Ils se sont rencontrés à New-York. Lui acoustémologue, enregistrant les bruits, les sons, les silences, elle journaliste et documentariste, ils travaillaient sur le même projet, visant à collecter des extraits des multiples langues parlées dans la grande ville.
Ils se sont mariés et avec leurs enfants respectifs (lui, un fils de 10 ans, elle une fille de 5), ils ont recomposé une famille. Lorsque leur projet commun est arrivé à son terme, chacun s'est cherché un nouvel objectif professionnel.
Il a entrepris un travail sur les Apaches, les derniers Indiens à s'être soumis à l'Homme Blanc, et veut maintenant tailler la route vers l'Arizona sur les traces de ces guerriers.
Elle, elle a senti que leur vie commune touchait elle aussi à sa fin, et ne sait pas trop dans quoi se lancer. D'origine mexicaine, elle est préoccupée depuis longtemps par le sort des enfants migrants en provenance du Mexique et du triangle Guatemala-Honduras-Salvador. Subissant l'ultra-violence des gangs, la misère et les abus en tous genres, ces enfants sont confiés, parfois très jeunes, avec un numéro de téléphone cousu sur leur t-shirt, à des passeurs pour tenter de gagner clandestinement les États-Unis et d'y rejoindre un parent déjà immigré. A supposer qu'ils arrivent vivants à la frontière, qu'ils arrivent à sauter le mur, à ne pas mourir dans le désert du Nouveau-Mexique, ces enfants tombent souvent sur les Border Patrols puis dans les filets des services de l'immigration avant d'être expulsés sans grande forme de procès vers leur pays d'origine.
Elle décide d'aller sur place pour (se) rendre compte de cette réalité et la documenter.
La petite famille s'embarque donc pour un long road-trip vers le sud-ouest des Etats-Unis, dans une atmosphère de fin d'époque et de "faisons-comme-si-tout-allait-bien", d'incompréhensions et de désamour. Les enfants à l'arrière, des boîtes de documents et de livres dans le coffre, le père au volant, la mère en copilote le nez dans les cartes routières, et dans les hauts-parleurs, les radios locales, des play-lists ou des livres audio. Et tout au long du parcours, des réflexions et des interrogations. Celles de la mère, surtout, narratrice de la première partie : "Inquiétude éthique : et qu'est-ce qui me fait dire que je peux ou devrais faire de l'art avec la souffrance d'autrui ?" Elle n'a pas de réponse, moi non plus, et sur cet aspect cette lecture me laisse un peu perplexe. Quel est l'objet de ce roman, quelle(s) histoire(s) raconte-t-il ? Je m'attendais à quelque chose de plus concret sur ces "enfants perdus" et la politique migratoire des Etats-Unis*. Mais je ne suis pas sûre que cela soit le thème principal du livre, tant il est question d'autres pertes, d'autres séparations : celle du couple semble inéluctable, et entraînera celle des enfants, la perte de l'amour, de l'innocence, des repères, des souvenirs, presque celle de la vie. Et le père, la mère et le garçon (narrateur des 2è et 4è parties) s'acharnent tous trois, d'une façon ou d'une autre, à documenter, archiver le présent pour en garder des traces, sonores, écrites ou photographiques, à tenter de capter les échos du passé.

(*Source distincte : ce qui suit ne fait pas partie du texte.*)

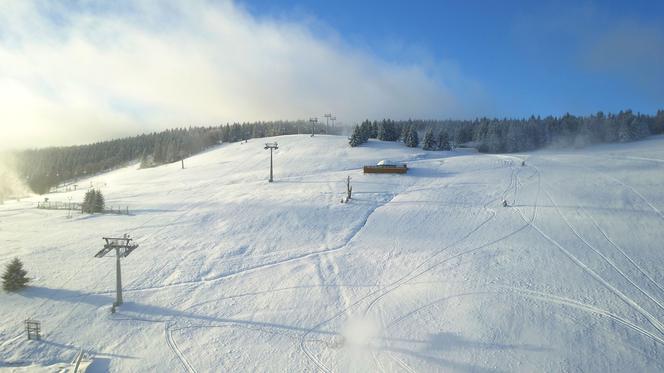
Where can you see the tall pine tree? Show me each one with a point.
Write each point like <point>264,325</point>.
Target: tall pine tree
<point>14,278</point>
<point>429,143</point>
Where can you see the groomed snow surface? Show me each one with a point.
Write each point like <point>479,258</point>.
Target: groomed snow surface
<point>419,272</point>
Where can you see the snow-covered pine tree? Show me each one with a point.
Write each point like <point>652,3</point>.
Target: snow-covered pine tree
<point>356,137</point>
<point>99,202</point>
<point>429,143</point>
<point>88,201</point>
<point>412,139</point>
<point>444,141</point>
<point>14,278</point>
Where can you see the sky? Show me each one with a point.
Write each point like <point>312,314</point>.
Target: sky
<point>80,71</point>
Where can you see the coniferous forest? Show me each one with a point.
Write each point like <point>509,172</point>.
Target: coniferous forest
<point>45,168</point>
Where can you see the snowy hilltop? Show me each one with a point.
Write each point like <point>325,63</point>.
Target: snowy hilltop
<point>423,271</point>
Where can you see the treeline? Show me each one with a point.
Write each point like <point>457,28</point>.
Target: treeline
<point>43,169</point>
<point>515,135</point>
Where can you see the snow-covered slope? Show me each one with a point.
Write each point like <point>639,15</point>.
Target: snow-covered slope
<point>422,272</point>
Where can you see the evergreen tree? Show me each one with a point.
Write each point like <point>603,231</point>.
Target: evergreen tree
<point>444,141</point>
<point>429,143</point>
<point>99,202</point>
<point>88,201</point>
<point>356,137</point>
<point>412,139</point>
<point>14,278</point>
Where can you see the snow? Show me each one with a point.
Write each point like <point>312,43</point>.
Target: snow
<point>418,272</point>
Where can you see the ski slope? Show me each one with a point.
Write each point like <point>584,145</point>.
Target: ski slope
<point>422,272</point>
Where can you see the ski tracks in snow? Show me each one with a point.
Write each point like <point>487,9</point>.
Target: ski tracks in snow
<point>629,301</point>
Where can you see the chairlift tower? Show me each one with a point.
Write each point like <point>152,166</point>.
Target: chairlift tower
<point>327,116</point>
<point>313,122</point>
<point>123,247</point>
<point>272,146</point>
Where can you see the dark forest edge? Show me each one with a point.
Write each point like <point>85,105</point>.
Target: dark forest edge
<point>43,169</point>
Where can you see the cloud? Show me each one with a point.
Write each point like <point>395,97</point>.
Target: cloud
<point>72,72</point>
<point>596,42</point>
<point>632,49</point>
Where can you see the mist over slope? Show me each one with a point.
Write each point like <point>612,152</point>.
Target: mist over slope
<point>421,272</point>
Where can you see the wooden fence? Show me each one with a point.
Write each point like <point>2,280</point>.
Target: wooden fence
<point>75,206</point>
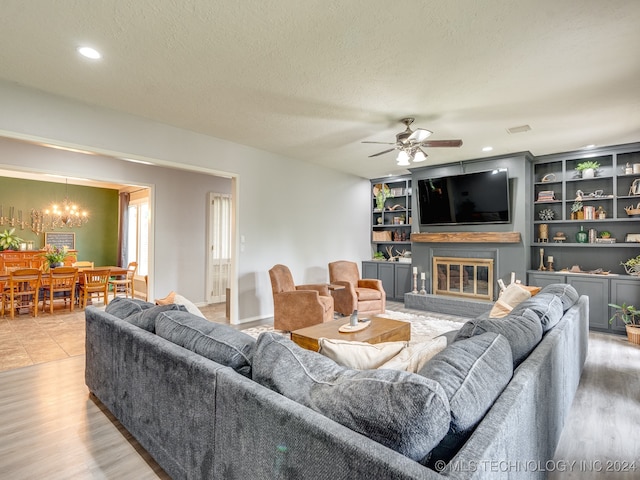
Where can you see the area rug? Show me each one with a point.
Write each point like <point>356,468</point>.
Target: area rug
<point>422,327</point>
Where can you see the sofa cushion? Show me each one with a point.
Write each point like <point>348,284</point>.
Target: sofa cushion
<point>547,306</point>
<point>403,411</point>
<point>359,355</point>
<point>513,295</point>
<point>123,307</point>
<point>473,373</point>
<point>523,331</point>
<point>215,341</point>
<point>414,356</point>
<point>146,319</point>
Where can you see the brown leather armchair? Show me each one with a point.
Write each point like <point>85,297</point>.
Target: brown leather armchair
<point>298,306</point>
<point>365,295</point>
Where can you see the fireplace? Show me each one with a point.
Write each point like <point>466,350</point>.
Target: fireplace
<point>463,277</point>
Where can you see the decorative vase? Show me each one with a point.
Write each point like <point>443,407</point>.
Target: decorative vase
<point>582,236</point>
<point>588,173</point>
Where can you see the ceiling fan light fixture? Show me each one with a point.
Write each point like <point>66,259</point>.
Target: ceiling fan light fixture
<point>419,135</point>
<point>403,159</point>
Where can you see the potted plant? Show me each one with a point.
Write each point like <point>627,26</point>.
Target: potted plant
<point>631,319</point>
<point>632,266</point>
<point>576,211</point>
<point>588,168</point>
<point>9,240</point>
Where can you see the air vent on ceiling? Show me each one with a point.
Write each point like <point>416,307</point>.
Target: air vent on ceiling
<point>520,129</point>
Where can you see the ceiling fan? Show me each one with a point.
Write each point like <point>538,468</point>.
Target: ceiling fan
<point>410,143</point>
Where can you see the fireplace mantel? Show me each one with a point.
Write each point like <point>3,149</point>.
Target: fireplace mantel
<point>466,237</point>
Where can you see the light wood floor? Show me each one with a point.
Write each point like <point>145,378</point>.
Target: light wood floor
<point>50,427</point>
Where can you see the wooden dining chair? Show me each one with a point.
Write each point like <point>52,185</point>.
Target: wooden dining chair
<point>22,291</point>
<point>94,282</point>
<point>59,284</point>
<point>124,284</point>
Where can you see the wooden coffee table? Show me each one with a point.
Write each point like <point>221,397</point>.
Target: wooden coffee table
<point>381,330</point>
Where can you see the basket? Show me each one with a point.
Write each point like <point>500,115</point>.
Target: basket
<point>633,334</point>
<point>631,210</point>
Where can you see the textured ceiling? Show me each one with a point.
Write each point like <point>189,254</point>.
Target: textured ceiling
<point>312,79</point>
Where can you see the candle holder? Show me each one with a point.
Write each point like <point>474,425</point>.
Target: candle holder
<point>541,267</point>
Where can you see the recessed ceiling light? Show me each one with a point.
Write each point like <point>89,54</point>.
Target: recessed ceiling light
<point>89,52</point>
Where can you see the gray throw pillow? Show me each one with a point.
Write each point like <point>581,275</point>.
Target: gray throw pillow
<point>123,307</point>
<point>547,306</point>
<point>403,411</point>
<point>215,341</point>
<point>146,319</point>
<point>473,373</point>
<point>567,294</point>
<point>523,331</point>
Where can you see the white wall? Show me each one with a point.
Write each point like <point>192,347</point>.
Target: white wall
<point>289,212</point>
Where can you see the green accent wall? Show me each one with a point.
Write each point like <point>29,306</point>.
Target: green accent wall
<point>97,241</point>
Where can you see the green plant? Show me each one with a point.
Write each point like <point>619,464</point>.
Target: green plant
<point>632,265</point>
<point>627,313</point>
<point>586,165</point>
<point>9,240</point>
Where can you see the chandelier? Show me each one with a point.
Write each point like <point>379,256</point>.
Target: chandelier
<point>58,215</point>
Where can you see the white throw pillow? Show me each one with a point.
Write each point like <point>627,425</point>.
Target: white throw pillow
<point>359,355</point>
<point>414,357</point>
<point>513,295</point>
<point>188,304</point>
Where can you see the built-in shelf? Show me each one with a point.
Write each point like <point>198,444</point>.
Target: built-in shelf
<point>467,237</point>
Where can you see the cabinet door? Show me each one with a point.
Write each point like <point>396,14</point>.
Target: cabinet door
<point>623,291</point>
<point>387,275</point>
<point>597,289</point>
<point>403,280</point>
<point>369,269</point>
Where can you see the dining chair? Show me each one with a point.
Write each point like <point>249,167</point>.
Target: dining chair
<point>94,281</point>
<point>124,284</point>
<point>22,291</point>
<point>59,284</point>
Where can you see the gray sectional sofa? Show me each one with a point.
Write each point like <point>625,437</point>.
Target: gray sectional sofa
<point>207,401</point>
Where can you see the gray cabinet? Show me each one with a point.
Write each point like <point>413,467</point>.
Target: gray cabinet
<point>396,277</point>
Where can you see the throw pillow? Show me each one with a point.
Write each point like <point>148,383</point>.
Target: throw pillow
<point>413,357</point>
<point>215,341</point>
<point>403,411</point>
<point>547,306</point>
<point>523,331</point>
<point>146,319</point>
<point>359,355</point>
<point>509,298</point>
<point>567,294</point>
<point>473,373</point>
<point>123,307</point>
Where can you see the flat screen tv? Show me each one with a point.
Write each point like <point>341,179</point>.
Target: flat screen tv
<point>470,198</point>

La construction de ce roman est un tour de force : la 2ème partie répond magistralement à la 1ère en complétant la narration de la mère par celle du garçon, le chapitre "Echo Canyon" est une performance stylistique d'une seule longue phrase de 25 pages en mode flux de conscience, la façon dont la rencontre des enfants est amenée m'a épatée, le dernier chapitre est très touchant, l'écriture est une merveille de concision. Ce livre est remarquable par sa forme, mais j'ai eu un peu trop souvent l'impression que celle-ci prenait le pas sur le fond. Mais malgré quelques longueurs, "Archives des enfants perdus", qui fourmille de références littéraires, est un roman subtil et puissant qu'on n'oublie pas de sitôt.
Et, une fois de plus, merci Bookycooky pour cette idée de lecture!
*je devrais lire "Raconte moi la fin", un essai de la même auteure sur cette question.